Département de l'environnement, des transports, de l'énergie et de la communication

Liquidé

Wortlaut

Pour aider Genève à jouer pleinement son rôle de métropole internationale sise en Suisse et de siège européen des Nations Unies, le Conseil fédéral est-il disposé (dans le cadre de la révision en cours de la loi sur l'aviation ou en dehors de cette révision) à conférer à l'aéroport international de Genève un statut aéronautique spécial de "hub" international ouvert calqué sur le statut dont jouit l'aéroport de Strasbourg depuis le 19 février 1979, date d'une décision du Conseil des ministres de la République française.

Begründung

Depuis maintenant un an, nous savons que sont désormais inconciliables les intérêts du groupe Swissair/Crossair et ceux de Genève, métropole internationale qui accueille le siège européen des Nations Unies et tremplin de la Suisse romande en matière de liaisons aéronautiques.

L'examen de l'application de l'article 37ter de la constitution et de la loi sur l'aviation, notamment son article 103 conférant à Swissair le statut de compagnie nationale, prouve que le DFTCE n'a jamais clairement défini la notion de trafic d'intérêt général.
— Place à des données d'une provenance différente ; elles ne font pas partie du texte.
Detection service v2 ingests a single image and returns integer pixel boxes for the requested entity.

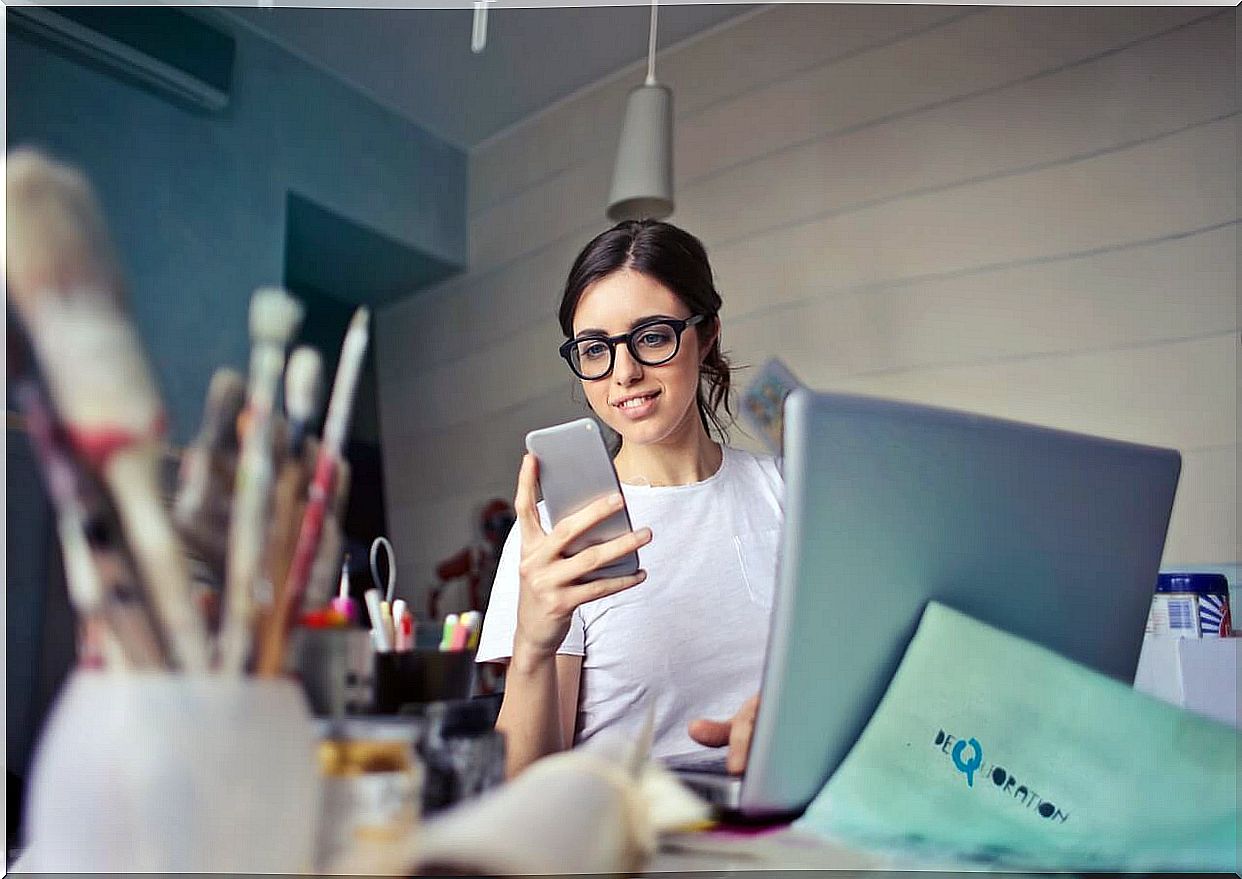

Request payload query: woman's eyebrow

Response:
[574,314,679,339]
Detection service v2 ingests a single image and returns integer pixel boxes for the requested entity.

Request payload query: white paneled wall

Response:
[376,4,1240,598]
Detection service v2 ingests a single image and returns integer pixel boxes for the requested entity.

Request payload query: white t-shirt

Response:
[477,446,785,765]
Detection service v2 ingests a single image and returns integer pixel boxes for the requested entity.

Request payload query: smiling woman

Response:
[478,220,784,773]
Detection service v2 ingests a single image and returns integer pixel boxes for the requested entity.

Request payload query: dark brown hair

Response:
[558,220,733,441]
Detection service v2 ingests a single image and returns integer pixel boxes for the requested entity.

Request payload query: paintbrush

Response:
[6,150,209,672]
[173,367,246,587]
[284,345,323,458]
[219,287,303,674]
[14,369,168,669]
[262,345,323,631]
[257,308,370,677]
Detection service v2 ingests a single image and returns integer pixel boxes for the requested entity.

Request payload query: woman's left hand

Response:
[689,693,759,775]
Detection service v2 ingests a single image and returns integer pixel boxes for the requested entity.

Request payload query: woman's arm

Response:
[497,454,651,777]
[496,647,582,778]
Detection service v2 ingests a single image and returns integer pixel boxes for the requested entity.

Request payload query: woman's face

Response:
[574,268,707,446]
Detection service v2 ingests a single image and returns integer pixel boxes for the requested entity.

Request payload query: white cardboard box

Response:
[1134,634,1242,728]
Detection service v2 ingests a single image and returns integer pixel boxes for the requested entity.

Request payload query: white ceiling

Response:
[225,2,754,149]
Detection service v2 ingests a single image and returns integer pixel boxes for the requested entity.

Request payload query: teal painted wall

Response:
[7,15,467,443]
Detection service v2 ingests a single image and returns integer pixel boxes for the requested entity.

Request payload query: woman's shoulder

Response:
[720,446,785,489]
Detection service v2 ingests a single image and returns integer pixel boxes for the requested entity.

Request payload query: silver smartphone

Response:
[527,418,638,582]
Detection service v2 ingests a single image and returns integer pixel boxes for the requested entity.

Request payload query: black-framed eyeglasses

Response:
[560,314,707,381]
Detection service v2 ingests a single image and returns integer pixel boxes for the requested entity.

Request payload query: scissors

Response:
[371,538,396,605]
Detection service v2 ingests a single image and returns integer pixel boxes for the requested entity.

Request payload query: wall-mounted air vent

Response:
[7,6,235,112]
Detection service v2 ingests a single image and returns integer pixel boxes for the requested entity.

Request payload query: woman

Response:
[478,220,784,775]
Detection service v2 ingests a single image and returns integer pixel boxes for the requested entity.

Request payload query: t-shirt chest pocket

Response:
[733,528,780,611]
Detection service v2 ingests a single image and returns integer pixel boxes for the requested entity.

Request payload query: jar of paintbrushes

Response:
[6,150,368,873]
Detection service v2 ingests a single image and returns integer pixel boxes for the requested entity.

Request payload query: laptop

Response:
[678,389,1181,819]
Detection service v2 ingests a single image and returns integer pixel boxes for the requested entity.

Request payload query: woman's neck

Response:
[612,417,724,485]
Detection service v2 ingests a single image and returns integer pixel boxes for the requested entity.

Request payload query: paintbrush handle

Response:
[255,447,337,678]
[104,454,210,672]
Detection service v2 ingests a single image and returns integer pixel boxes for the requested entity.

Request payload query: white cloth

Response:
[477,447,785,765]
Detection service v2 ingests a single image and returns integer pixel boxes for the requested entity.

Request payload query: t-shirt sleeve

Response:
[474,504,586,662]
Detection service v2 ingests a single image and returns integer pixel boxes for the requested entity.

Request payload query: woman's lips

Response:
[612,391,660,421]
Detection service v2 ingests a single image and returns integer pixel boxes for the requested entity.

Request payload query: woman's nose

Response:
[612,345,642,385]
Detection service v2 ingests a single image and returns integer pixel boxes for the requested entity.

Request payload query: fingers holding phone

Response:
[514,418,651,654]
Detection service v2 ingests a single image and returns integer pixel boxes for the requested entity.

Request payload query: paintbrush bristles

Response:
[5,149,120,312]
[6,150,161,435]
[199,367,246,449]
[284,345,323,423]
[250,287,304,350]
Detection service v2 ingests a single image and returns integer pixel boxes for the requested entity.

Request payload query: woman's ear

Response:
[699,315,720,365]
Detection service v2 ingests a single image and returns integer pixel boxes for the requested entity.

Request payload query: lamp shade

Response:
[607,83,673,220]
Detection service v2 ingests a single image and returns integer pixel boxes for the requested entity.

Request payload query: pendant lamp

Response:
[607,0,673,220]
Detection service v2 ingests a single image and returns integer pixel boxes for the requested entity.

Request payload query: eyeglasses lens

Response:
[570,324,678,380]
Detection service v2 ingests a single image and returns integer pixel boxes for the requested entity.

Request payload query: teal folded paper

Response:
[799,602,1242,872]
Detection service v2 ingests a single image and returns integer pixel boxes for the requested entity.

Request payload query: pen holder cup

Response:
[26,672,322,874]
[374,651,474,714]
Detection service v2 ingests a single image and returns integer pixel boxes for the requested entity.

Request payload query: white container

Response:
[21,672,320,873]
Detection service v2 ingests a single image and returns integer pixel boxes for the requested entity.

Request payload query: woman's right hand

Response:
[513,454,651,656]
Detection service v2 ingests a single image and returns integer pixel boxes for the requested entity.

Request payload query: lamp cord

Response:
[646,0,658,86]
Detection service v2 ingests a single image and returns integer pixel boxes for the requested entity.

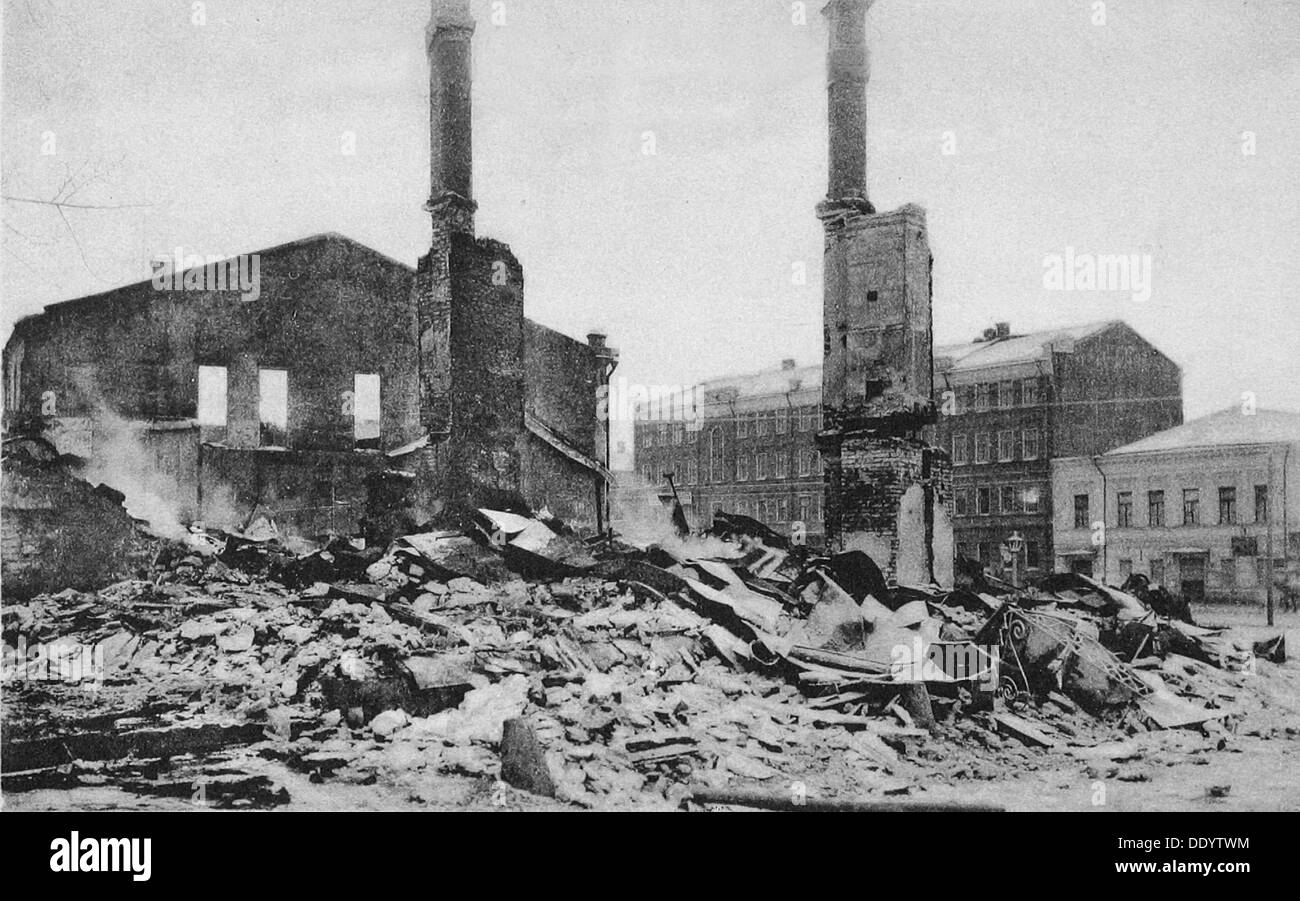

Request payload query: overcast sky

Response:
[3,0,1300,429]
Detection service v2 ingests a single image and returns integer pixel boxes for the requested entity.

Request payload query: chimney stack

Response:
[425,0,478,234]
[822,0,875,212]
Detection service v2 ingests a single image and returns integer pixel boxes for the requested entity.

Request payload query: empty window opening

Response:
[352,374,380,450]
[257,369,289,447]
[198,367,226,428]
Il est vrai que tant que Swissair desservait raisonnablement l'aéroport de Genève, on pouvait partir de l'idée qu'elle servait la notion d'intérêt général en présentant année après année ses plans de vols. Cette situation a changé et a entraîné la proposition de modification de la loi sur l'aviation actuellement en consultation.

L'auteur de la présente interpellation n'est bien entendu pas satisfait par les propositions mises en consultation. Elles sont susceptibles de transformer un statut privilégié de Swissair fondé sur la notion d'intérêt général en une situation dominante du groupe Swissair/Crossair, qui est en flagrante contradiction avec la nouvelle législation sur les cartels et la concurrence.

Pour les organisations internationales et le dense réseau d'organisations affiliées que Genève accueille, qui représentent pour la Suisse un atout de politique extérieure majeur et pour la région lémanique un facteur économique de grande importance, l'aéroport international de Genève constitue une infrastructure vitale. Vu l'importance des conséquences qui découleraient de la provincialisation de l'aéroport de Genève, la problématique est clairement d'intérêt général et national.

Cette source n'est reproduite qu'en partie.